Sunday, August 20, 2017

The End of Days

It wouldn't be right not to put a cap on this blog.  Mr. Miller passed from this life on June 4 2017. Without going into details that are personal and private, I will skim through the last couple years of his living while dying. 

This man was blessed with unfathomable hope, forward looking and thinking.  He had a strong belief in God, and that all things are possible. Whether or not I share that belief, I admired his strength and faith. 

Mr. Miller received a year of chemotherapy, it drove his PSA down. But a CT scan indicated a new tumor that was not of the Prostate Cancer family.  The cancer had evolved.  Disheartening.  But...Miller received radiation therapy, and that shrunk the tumor measurably. ( More hope)  After that he was switched to a different chemotherapy to see if that would control the new mass. It did not. But the mass remained stable.

What is amazing about Costa Rica and its medical care, is that the doctors here still REALLY CARE about their patients.  You can text, email, or WhatsApp them any time of day or night with a problem the patient is having, and an answer will come shortly. 

Although his Oncologist and I had different feelings about reinitiating chemotherapy near the end of his life, Miller wanted to try anything that might help him to live longer.  Death was looming by this time. The doctor's words were "I don't want to kill him with chemotherapy."  Reasonable, without a doubt.  My feelings were:  "I don't want him to die because of not having it."

Since the chemo didn't have any dire after-effects I pushed for treatment, and against his gut feelings, the doctor complied.  He did so, because that's what we wanted, because each person is an individual and responds differently to treatment, and "because I could be wrong" -- something NO doctor in the US would ever say out loud.

So treatment began again. Again, fatigue was the only side-effect.  I don't know if we did the right thing or the wrong thing, but Miller eventually ended in the hospital with another episode - of his several episodes - of pleural effusion. (he had been hospitalized several times with this)

He was now nearing the end of his life, a fact which had become clearly evident to everyone (except Miller!) He still planned on coming home, gaining some weight back, and helping me around the house again. That was never to be.

This is a Catholic country. Miller was not Catholic. I was Catholic in another lifetime.  So I called for the hospital's chaplain who happened to be a Priest. He anointed Miller, which I assume gave both of them peace. The next day Miller, tired of all the tubes going into him, said "Get these things off of me, I've suffered enough"  The doctor complied and removed the tube that gave him some extra caloric intake via glucose.  Miller went into a sleep-like state.  I thought it was the end.

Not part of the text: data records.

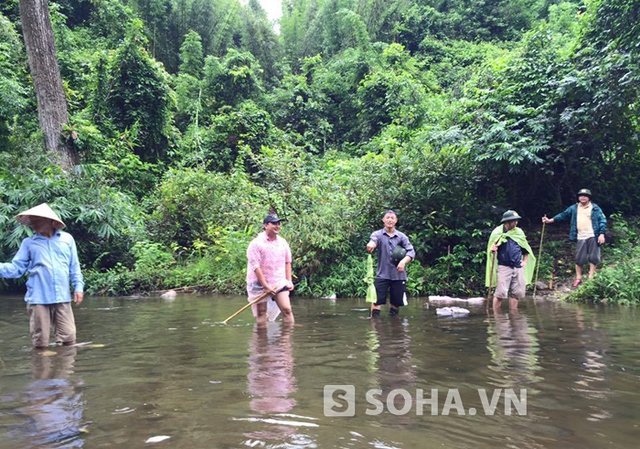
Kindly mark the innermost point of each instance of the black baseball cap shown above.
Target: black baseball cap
(272, 218)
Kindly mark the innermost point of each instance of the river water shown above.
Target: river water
(552, 375)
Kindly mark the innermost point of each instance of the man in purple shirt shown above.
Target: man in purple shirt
(50, 258)
(394, 252)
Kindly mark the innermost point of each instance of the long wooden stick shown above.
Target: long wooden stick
(535, 285)
(246, 306)
(493, 262)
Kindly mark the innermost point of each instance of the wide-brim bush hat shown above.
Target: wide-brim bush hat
(585, 192)
(44, 211)
(272, 218)
(510, 215)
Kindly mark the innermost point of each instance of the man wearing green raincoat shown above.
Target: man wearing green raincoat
(510, 261)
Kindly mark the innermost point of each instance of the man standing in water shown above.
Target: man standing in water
(50, 258)
(515, 261)
(269, 270)
(588, 227)
(394, 253)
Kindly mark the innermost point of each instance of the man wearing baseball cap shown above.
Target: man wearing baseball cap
(513, 271)
(269, 270)
(50, 259)
(588, 227)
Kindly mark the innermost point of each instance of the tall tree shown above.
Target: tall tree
(43, 63)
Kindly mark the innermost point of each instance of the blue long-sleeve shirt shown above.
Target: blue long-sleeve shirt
(598, 220)
(50, 264)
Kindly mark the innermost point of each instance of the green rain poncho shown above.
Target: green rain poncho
(499, 236)
(372, 296)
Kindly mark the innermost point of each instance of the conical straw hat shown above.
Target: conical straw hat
(43, 210)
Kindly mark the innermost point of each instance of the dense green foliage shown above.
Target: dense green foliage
(194, 118)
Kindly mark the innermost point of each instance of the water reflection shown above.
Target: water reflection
(513, 345)
(271, 381)
(52, 406)
(591, 381)
(391, 365)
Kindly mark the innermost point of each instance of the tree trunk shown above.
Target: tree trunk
(52, 103)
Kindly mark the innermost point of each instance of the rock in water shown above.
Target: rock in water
(452, 311)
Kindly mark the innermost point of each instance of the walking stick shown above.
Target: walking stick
(535, 284)
(246, 306)
(493, 263)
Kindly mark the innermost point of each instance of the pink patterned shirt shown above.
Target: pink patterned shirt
(271, 256)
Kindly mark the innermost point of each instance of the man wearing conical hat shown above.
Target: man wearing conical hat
(588, 227)
(510, 262)
(50, 259)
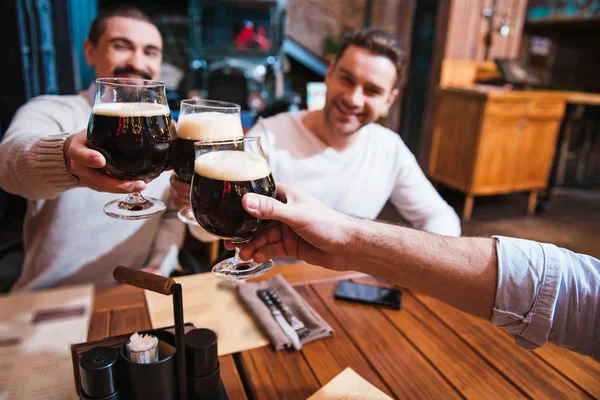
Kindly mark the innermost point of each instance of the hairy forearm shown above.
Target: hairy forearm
(459, 271)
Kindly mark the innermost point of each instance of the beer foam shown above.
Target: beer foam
(231, 165)
(131, 109)
(209, 126)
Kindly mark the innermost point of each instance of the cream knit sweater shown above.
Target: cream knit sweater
(68, 239)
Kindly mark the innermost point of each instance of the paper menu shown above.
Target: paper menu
(348, 385)
(36, 331)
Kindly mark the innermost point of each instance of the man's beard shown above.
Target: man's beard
(130, 70)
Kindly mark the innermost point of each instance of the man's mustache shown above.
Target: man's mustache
(131, 70)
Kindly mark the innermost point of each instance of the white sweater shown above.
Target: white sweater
(359, 180)
(68, 239)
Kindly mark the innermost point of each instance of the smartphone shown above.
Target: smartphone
(368, 294)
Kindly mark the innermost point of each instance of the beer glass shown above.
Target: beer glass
(203, 120)
(224, 171)
(131, 126)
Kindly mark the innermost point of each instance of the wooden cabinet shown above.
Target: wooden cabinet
(494, 142)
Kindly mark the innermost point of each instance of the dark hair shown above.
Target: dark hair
(377, 41)
(99, 23)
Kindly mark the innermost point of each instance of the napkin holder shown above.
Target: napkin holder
(167, 376)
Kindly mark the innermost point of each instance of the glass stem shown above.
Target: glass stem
(134, 198)
(236, 257)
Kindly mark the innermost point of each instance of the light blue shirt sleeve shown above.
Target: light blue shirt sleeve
(548, 294)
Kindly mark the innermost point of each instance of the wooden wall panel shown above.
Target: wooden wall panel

Suddently he awoke, eyes wide open, a bit agitated-not like him at all- and said "I've got more work to do." I was taken aback. This was quite out of character for him. This was not speech which was even likely to come out of the mouth of the Miller I knew and loved.  He fell asleep.  For the last time.  I cherish the experience of being present at his death, his peaceful, calm, painless death. He had no physical pain during his ordeal, except for occasional back pain which could be controlled with Aleve. He was truly blessed in his dying experience.

I cherish the memories, of our time together, and the lessons learned, and those forgotten. I cherish our twenty years together. He will never know how much I learned from him. Nor how deeply I loved him, but I will know it forever. I know he is with me even today.